Intellectual culture has no necessary relation to purity or excellence
of character.
"On the contrary, a condition of comparative poverty is compatible with
character in its highest form. A man may possess only his industry, his
frugality, his integrity, and yet stand high in the rank of true
manhood.
"Character is property. It is the noblest of possessions. It is an
estate in the general good-will and respect of men; and they who invest
in it--though they may not become rich in this world's goods--will find
their reward in esteem and reputation fairly and honorably won. Without
principles, a man is like a ship without rudder or compass, left to
drift hither and thither with every wind that blows."

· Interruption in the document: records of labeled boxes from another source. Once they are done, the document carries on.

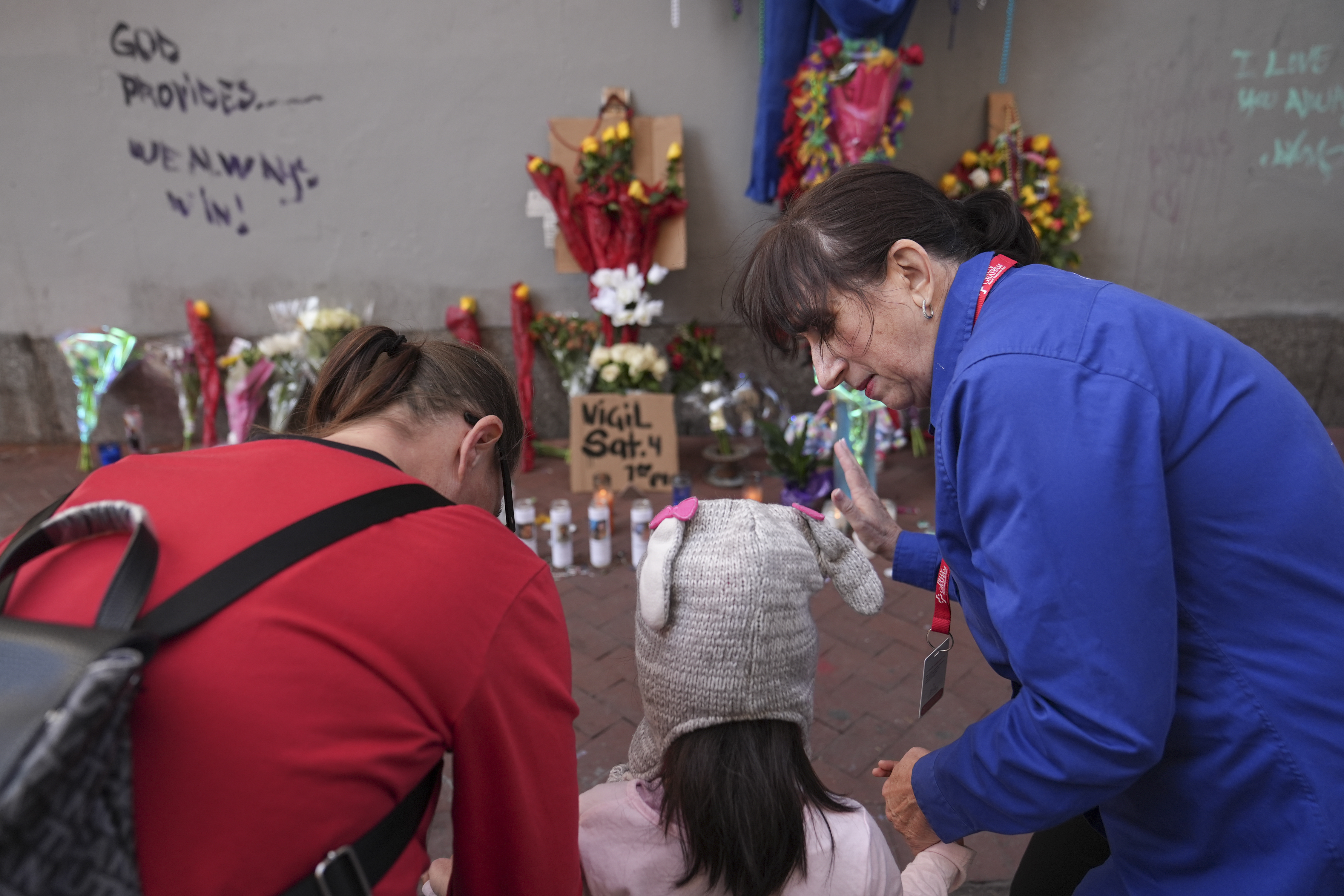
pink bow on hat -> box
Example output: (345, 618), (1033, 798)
(649, 496), (700, 529)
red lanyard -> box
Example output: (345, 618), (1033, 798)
(930, 255), (1018, 635)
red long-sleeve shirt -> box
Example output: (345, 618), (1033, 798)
(8, 439), (581, 896)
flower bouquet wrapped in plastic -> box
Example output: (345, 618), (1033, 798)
(56, 326), (136, 473)
(257, 330), (309, 432)
(145, 333), (200, 451)
(219, 337), (276, 445)
(589, 343), (668, 392)
(528, 312), (602, 398)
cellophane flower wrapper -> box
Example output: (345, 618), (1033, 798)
(145, 333), (200, 451)
(589, 343), (671, 392)
(56, 326), (136, 473)
(220, 338), (276, 445)
(257, 329), (312, 432)
(528, 312), (602, 398)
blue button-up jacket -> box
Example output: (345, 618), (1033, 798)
(894, 253), (1344, 896)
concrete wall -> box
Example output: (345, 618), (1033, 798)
(0, 0), (1344, 441)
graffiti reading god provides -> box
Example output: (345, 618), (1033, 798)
(570, 394), (679, 492)
(109, 22), (321, 237)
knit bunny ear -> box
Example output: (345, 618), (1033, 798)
(640, 515), (685, 631)
(794, 509), (886, 616)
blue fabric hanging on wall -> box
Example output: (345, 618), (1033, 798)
(747, 0), (915, 203)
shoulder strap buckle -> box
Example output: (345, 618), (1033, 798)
(313, 845), (374, 896)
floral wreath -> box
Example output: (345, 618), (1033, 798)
(938, 126), (1093, 269)
(778, 35), (923, 205)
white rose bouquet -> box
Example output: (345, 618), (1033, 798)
(589, 343), (668, 392)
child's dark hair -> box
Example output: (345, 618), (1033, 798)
(661, 719), (854, 896)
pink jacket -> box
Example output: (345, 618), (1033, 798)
(579, 780), (976, 896)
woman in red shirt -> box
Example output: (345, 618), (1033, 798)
(7, 326), (581, 896)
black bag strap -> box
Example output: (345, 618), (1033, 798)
(136, 482), (452, 639)
(0, 489), (74, 615)
(281, 760), (444, 896)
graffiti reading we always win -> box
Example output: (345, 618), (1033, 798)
(1231, 43), (1344, 183)
(128, 140), (319, 237)
(109, 22), (323, 116)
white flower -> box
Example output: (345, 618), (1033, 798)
(257, 329), (304, 357)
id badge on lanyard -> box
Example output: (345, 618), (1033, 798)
(919, 255), (1018, 719)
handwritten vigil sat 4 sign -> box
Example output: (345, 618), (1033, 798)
(570, 392), (679, 492)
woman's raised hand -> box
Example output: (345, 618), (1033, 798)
(831, 441), (900, 560)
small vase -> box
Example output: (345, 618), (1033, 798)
(704, 445), (751, 489)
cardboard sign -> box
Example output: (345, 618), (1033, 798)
(570, 392), (680, 494)
(550, 116), (685, 274)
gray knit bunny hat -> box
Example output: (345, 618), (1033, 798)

What a contrast is afforded by the lives of Bacon and More. Bacon sought
office with as much desire as More avoided it; Bacon used as much
solicitation to obtain it as More endured to accept it, and each, when
in it, was equally true to his character. More was simple, as Bacon was
ostentatious. More was as incorruptible as Bacon was venal. More spent
his private fortune in office, and Bacon spent the wages of corruption
there. Both left office poor in worldly goods; but while More was rich
in honor and good deeds, Bacon was poor in everything; poor in the
mammon for which he bartered his integrity; poor in the gawd for which
he sacrificed his peace; poor in the presence of the worthless; covered
with shame in the midst of the people; trusting his fame to posterity,
of which posterity is only able to say, that the wisest of men was
adviser to the silliest of kings, yet that such a king had a sort of
majesty when morally compared with the official director of his
conscience. Both More and Bacon served each a great purpose for the
world. More illustrated the beauty of holiness; Bacon expounded the
infinitude of science. Bacon became the prophet of intellect; More, the
martyr of conscience. The one pours over our understandings the light of
knowledge; but the other inflames our hearts with the love of virtue.
All have read of the proud Egyptian king who ordered a colossal
staircase built in his new palace, and was chagrined to find that he
required a ladder to climb from one step to the next. A king's legs are
as short as those of a beggar. So, too, a prince's ability to enjoy the
pleasures of life is no greater than that of a pauper.
"All that is valuable in this world is to be had for nothing. Genius,
beauty, health, piety, love, are not bought and sold. The richest man on
earth would vainly offer a fortune to be qualified to write a verse like
Milton, or to compose a melody like Mozart. You may summon all the
physicians, but they cannot procure for you the sweet, healthful sleep
which the tired laborer gets without price. Let no man, then, call
himself a proprietor. He owns but the breath as it traverses his lips
and the idea as it flits across his mind; and of that breath he may be
deprived by the sting of a bee, and that idea, perhaps, truly belongs to
another."
"We live in deeds, not years; in thoughts, not breaths:
In feelings, not in figures on a dial.
We should count time by heart-throbs. He most lives
Who thinks most, feels the noblest, acts the best;
And he whose heart beats quickest lives the longest."